Rincewind se inclinó y agarró las riendas de Dosflores.
—¡Vamos! —siseo.
—Pero los dragones… —respondió Dosflores, en una especie de trance.
—¡A la mierda con…! —empezó a decir el mago. Se detuvo en seco. Otro dragón se había apartado del círculo de puntos que sobrevolaba sus cabezas, y planeaba hacia ellos. Rincewind soltó el caballo de Dosflores, maldijo amargamente y espoleó a su montura hacia los árboles, en solitario.
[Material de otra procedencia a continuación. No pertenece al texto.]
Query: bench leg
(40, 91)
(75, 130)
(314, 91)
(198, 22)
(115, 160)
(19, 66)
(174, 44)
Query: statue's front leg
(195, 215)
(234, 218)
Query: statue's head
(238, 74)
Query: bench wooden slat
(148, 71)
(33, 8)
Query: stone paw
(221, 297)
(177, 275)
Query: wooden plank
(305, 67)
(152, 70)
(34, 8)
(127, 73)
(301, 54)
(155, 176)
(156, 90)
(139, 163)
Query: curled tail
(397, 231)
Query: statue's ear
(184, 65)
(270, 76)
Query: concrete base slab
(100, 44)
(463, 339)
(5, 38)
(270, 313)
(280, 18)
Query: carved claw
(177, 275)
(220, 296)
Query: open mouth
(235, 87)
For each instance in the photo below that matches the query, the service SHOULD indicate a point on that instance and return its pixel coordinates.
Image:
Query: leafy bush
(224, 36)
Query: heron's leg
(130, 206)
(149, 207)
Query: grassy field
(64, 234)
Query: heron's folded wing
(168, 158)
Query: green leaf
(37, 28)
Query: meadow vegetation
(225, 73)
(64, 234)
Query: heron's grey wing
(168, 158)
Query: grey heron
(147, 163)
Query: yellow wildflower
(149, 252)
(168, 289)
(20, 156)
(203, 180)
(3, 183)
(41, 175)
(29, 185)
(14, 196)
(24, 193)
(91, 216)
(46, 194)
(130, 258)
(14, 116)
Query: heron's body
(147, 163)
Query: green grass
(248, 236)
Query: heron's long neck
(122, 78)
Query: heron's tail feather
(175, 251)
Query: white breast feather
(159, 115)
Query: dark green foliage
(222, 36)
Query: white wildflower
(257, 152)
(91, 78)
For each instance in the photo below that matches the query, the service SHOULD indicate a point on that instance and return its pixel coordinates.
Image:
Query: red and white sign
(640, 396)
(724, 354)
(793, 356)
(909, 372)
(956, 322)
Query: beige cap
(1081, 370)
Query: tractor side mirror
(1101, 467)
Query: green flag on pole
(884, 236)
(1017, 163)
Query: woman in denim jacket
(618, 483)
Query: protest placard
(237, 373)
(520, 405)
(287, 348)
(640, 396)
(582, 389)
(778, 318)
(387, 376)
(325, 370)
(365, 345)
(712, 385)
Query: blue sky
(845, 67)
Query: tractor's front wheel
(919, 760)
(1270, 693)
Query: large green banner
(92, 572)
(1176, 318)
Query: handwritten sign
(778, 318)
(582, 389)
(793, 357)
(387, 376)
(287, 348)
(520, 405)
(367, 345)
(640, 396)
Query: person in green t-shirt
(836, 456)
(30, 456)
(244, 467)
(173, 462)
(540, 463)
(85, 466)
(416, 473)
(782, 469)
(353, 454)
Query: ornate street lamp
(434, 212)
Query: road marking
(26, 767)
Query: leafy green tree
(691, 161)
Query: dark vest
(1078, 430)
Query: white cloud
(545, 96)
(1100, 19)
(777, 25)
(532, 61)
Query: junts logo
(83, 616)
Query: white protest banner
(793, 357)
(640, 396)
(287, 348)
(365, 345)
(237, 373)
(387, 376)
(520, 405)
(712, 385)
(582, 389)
No volvió la vista atrás al oír la repentina conmoción y, cuando una sombra pasó sobre él, no hizo más que estremecerse débilmente y agarrarse más aún a las crines del caballo.
Luego, en vez del dolor desgarrador que esperaba, sintió una serie de golpes cuando el aterrado animal pasó bajo las ramas de los árboles. El mago intentó sujetarse, pero otra rama baja, más testaruda que las otras, le derribó de la silla. Lo último que oyó antes de que las destellantes luces azules de la inconsciencia se cerraran sobre él fue un agudo grito reptilesco de frustración, y el paso de unas zarpas sobre las copas de los árboles.
* * *
Cuando despertó, un dragón le miraba; al menos, miraba en su dirección. Rincewind gimió, trató de abrirse camino en el musgo con los omóplatos, y jadeó cuando le llegó el latigazo de dolor.
Entre las nieblas del dolor y el miedo, miró de nuevo al dragón.
La criatura estaba posada en la rama de un gran roble seco, a algunos cientos de metros. Tenía las alas de un color entre el bronce y el oro, firmemente envueltas alrededor del cuerpo, pero la gran cabeza equina giraba de un lado a otro sobre un cuello asombrosamente prensil. Estaba escudriñando el bosque.
También era semitransparente. Aunque el sol le arrancaba destellos de las escamas, Rincewind distinguía con claridad las siluetas de las ramas que había tras él.
En una de ellas se sentaba un hombre, empequeñecido por el reptil. Parecía estar desnudo, a excepción de un par de botas altas, una bolsa de piel junto a la ingle y un casco de cresta alta. Mecía perezosamente una espada corta, y contemplaba las copas de los árboles como alguien que lleva a cabo una misión tan aburrida como poco atractiva.
Un escarabajo empezó a trepar laboriosamente por la pierna de Rincewind.
El mago se preguntó cuánto daño podía hacer un dragón medio sólido. Quizá no hiciera más que medio matarle. Decidió no quedarse para averiguarlo.
Moviendo los talones, las puntas de los dedos y los músculos de los hombros, Rincewind se deslizó hacia un lado, hasta que el follaje ocultó el roble y a sus ocupantes. Luego, se puso en pie y corrió entre los árboles.